Support REPA

Question

Support REPA

Opened this issue 2 months ago · 2 comments

REPresentation Alignment (REPA), a simple regularization technique built on recent diffusion transformer architectures.

reference code:
https://github.com/sihyun-yu/REPA/blob/0f6025751aae6746636113430077169abee26ceb/train.py#L265-L300
https://github.com/sihyun-yu/REPA/blob/0f6025751aae6746636113430077169abee26ceb/loss.py#L77-L88

Answer 1 · 2024-10-14T11:45:36.000Z

Thank you! REPA is interesting.

However, I have one concern. That is, will it be effective if we introduce it from fine tuning? If we introduce it from fine tuning, the model need to learn both the fine tuning content and the features for the first few blocks. I am worried that this will actually result in a decrease in performance.

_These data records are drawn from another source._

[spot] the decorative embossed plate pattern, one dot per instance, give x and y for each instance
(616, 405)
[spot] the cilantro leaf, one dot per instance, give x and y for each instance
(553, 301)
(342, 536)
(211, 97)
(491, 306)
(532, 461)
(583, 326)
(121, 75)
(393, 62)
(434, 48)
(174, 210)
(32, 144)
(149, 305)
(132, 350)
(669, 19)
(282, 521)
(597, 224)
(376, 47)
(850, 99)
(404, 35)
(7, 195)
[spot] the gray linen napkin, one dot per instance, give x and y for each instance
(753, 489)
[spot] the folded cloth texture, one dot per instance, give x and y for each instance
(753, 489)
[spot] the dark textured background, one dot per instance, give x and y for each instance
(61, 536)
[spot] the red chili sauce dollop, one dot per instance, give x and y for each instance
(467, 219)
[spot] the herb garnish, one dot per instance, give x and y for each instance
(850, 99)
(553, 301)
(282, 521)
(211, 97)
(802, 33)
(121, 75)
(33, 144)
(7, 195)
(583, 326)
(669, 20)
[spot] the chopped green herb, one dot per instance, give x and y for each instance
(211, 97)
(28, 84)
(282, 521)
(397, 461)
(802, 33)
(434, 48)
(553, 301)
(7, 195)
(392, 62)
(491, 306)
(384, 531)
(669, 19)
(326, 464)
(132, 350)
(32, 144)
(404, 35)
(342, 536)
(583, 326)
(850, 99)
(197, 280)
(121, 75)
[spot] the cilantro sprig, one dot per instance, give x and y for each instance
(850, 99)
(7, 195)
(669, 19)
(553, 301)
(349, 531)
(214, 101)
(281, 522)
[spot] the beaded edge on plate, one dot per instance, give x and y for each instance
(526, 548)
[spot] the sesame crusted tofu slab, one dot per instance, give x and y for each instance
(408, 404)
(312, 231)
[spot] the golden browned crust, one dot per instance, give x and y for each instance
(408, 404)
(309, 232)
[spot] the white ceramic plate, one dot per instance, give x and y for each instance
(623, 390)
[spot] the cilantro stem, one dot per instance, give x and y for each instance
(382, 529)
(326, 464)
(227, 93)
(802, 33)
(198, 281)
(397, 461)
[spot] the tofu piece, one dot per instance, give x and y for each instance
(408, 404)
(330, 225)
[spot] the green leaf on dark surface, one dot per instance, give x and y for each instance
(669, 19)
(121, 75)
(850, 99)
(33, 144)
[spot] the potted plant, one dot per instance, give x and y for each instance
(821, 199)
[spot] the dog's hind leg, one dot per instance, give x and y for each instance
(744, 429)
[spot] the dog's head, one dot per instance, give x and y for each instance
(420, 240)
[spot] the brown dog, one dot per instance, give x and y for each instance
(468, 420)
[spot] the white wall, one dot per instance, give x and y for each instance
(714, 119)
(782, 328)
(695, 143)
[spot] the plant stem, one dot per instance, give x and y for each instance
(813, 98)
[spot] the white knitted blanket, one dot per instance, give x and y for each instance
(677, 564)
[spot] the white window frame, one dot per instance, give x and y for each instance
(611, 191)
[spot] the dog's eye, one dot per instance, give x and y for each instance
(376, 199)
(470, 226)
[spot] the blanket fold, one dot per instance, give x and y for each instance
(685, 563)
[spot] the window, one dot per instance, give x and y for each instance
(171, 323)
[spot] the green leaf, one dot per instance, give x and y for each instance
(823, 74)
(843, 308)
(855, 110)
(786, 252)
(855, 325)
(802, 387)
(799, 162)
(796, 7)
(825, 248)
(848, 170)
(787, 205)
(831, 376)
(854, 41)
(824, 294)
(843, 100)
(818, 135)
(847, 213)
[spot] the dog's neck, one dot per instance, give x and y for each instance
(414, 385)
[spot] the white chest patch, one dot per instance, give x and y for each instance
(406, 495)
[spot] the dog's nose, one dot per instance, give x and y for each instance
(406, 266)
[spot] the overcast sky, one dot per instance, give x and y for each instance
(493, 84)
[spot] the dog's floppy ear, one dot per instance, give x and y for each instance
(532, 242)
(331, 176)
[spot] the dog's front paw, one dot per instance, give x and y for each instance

But I think we need to test it.

Answer 2 · 2024-10-15T10:22:01.000Z

Thank you! REPA is interesting.

However, I have one concern. That is, will it be effective if we introduce it from fine tuning? If we introduce it from fine tuning, the model need to learn both the fine tuning content and the features for the first few blocks. I am worried that this will actually result in a decrease in performance.

But I think we need to test it.

Here's what I'm thinking: we can take out the first few blocks and use them exclusively for REPA's regularization fine tuning alignment, and then use the rest of the blocks for fine tuning .That way we don't have the problem of simultaneous training.